Una noche, al borde del fin de la quincena, angustiado, casi desesperado, H.sale a la calle y saquea un buzón público. Ese feliz material lo alivia, lo resguarda por un tiempo del miedo, de las dudas. Pero ese material también se termina y H.se ve obligado a reincidir. Tarde o temprano, es capturado y encarcelado por daños y violación de las propiedades pública y privada.

Una de las últimas imágenes de H.lo muestra sentado en la seccional.

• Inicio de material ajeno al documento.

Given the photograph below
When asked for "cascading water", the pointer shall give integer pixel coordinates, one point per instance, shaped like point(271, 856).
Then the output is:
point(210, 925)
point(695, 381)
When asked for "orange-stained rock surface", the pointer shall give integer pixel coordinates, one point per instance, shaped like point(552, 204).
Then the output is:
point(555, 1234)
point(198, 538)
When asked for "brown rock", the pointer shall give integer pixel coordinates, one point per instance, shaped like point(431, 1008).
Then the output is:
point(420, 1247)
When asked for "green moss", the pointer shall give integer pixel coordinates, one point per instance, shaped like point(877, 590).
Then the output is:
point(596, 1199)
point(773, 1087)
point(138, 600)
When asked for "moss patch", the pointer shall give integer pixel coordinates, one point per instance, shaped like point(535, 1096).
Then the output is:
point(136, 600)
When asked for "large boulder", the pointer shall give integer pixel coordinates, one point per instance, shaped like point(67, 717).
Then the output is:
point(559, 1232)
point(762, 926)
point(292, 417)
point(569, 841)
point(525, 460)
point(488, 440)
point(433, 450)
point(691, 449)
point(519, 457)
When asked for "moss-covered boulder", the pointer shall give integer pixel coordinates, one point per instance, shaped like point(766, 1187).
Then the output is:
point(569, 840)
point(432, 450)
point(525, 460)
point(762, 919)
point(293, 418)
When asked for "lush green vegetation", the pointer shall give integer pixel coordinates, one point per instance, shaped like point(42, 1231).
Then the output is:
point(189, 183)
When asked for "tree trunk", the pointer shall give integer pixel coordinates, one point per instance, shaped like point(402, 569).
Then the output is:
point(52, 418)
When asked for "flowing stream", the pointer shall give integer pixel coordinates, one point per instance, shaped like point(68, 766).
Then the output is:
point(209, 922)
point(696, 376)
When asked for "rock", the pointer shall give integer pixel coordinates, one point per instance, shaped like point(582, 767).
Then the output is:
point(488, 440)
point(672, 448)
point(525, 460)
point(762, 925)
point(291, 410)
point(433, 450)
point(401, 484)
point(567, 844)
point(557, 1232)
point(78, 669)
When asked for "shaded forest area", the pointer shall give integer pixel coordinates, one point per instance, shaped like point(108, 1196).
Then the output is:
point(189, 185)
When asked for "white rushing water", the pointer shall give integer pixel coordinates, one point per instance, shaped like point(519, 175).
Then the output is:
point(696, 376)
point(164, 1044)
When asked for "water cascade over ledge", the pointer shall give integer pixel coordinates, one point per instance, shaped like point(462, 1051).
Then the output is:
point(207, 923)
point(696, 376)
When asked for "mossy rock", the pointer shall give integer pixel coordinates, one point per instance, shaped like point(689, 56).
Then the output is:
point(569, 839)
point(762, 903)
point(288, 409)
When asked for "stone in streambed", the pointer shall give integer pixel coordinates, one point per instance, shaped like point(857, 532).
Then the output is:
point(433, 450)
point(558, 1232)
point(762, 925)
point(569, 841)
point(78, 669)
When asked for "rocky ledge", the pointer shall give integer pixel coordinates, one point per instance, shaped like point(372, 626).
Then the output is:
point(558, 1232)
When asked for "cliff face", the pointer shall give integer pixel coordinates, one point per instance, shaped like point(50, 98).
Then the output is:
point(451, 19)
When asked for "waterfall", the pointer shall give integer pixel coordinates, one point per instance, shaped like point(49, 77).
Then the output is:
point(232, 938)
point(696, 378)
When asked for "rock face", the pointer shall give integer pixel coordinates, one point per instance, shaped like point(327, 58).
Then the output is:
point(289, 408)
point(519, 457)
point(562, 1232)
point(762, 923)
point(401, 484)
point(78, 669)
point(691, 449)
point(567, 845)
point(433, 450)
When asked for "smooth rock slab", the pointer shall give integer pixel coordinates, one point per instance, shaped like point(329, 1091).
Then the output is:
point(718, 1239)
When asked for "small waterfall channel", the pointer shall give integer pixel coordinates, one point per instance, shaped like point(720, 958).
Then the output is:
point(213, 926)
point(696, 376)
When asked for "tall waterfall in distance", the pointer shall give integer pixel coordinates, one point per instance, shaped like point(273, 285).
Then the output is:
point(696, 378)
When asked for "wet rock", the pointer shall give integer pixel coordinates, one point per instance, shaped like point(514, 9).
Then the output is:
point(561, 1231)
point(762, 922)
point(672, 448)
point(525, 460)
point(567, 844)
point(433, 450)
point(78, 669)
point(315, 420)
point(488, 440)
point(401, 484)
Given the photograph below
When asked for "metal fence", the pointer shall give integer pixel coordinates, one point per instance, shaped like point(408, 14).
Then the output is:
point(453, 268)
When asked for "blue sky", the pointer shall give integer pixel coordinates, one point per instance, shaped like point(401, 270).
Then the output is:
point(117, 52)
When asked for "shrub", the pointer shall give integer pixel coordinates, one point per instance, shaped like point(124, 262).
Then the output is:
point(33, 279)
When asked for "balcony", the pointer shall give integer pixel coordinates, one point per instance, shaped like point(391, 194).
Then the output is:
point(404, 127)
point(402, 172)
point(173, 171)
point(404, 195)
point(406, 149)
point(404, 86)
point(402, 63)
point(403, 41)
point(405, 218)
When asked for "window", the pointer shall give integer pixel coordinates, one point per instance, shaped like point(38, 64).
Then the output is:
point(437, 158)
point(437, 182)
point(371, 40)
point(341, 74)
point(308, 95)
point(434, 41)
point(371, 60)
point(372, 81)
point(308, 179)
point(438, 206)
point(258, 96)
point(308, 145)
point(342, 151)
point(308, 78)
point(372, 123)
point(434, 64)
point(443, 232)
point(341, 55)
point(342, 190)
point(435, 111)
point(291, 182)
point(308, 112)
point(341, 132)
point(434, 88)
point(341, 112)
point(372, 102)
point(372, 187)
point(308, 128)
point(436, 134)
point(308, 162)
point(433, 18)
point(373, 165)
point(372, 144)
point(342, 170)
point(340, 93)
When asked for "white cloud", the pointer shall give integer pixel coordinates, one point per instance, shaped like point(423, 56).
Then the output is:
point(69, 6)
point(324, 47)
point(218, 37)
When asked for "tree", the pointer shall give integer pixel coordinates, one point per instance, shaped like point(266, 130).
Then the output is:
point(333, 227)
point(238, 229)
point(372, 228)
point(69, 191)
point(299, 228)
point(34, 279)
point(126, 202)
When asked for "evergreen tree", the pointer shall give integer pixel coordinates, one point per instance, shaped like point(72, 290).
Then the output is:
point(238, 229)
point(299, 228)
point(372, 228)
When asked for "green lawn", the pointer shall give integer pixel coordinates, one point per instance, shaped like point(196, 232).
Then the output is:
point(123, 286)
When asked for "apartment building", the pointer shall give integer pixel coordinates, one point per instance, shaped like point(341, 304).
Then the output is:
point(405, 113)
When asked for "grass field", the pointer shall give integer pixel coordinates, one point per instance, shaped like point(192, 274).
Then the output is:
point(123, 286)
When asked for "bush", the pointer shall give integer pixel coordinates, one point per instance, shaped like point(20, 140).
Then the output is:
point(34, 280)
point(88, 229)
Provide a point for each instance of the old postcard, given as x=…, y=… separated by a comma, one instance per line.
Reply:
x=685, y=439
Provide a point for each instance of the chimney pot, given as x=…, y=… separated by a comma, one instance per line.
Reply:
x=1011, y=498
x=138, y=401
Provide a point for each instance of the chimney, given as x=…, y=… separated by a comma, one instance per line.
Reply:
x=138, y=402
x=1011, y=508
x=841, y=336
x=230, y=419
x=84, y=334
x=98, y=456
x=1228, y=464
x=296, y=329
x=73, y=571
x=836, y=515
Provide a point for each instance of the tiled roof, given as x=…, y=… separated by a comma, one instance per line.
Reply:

Abrumado, queda estático, paralizado, hipnotizado por el golpeteo de la Olivetti, por las palabras que supone están inmortalizándose en ese papel, deseando la posesión de ese papel, perdiéndose en una serie de asociaciones espontáneas, de relaciones brevísimas.

Un ejemplo de estas relaciones:

Relaciona:

―el sonido rítmico, inalterable, de las teclas de la máquina de escribir con el descenso lerdo, arrítmico, de su sudor;

―el descenso de su sudor con la humedad de las paredes de la celda que lo hospedará, con el descenso de las almas al mundo ultraterrenal;

―las paredes de la celda que lo hospedará, poblada de mensajes y firmas de presos pretéritos con las paredes de la celda de un cuento de Borges, donde un faquir musulmán había pintado un tigre infinito, que estaba hecho de muchos tigres;

―esos muchos tigres con los muchos días de prisión que le aguardan, con los dos tigres originales, con Facundo el tigre de los llanos, con el primer día de la creación, con las diez mil mañanas de Confucio.

 

Esas relaciones, a veces semánticas, a veces meramente episódicas, van complejizándose, bifurcándose primero, ramificándose después. H.va construyendo redes de imágenes y de hechos, imaginando posibles secuencias de acciones, posibles desenlaces, tal vez finales.

Su rostro despide una luz tenue, levemente azul, quizá obra del reflejo del fluorescente sobre su piel transpirada. Alza los ojos al techo, atravesándolo en realidad, mirando más allá y sonríe, extasiado.

Allí se le pierde el rastro, acaso para siempre.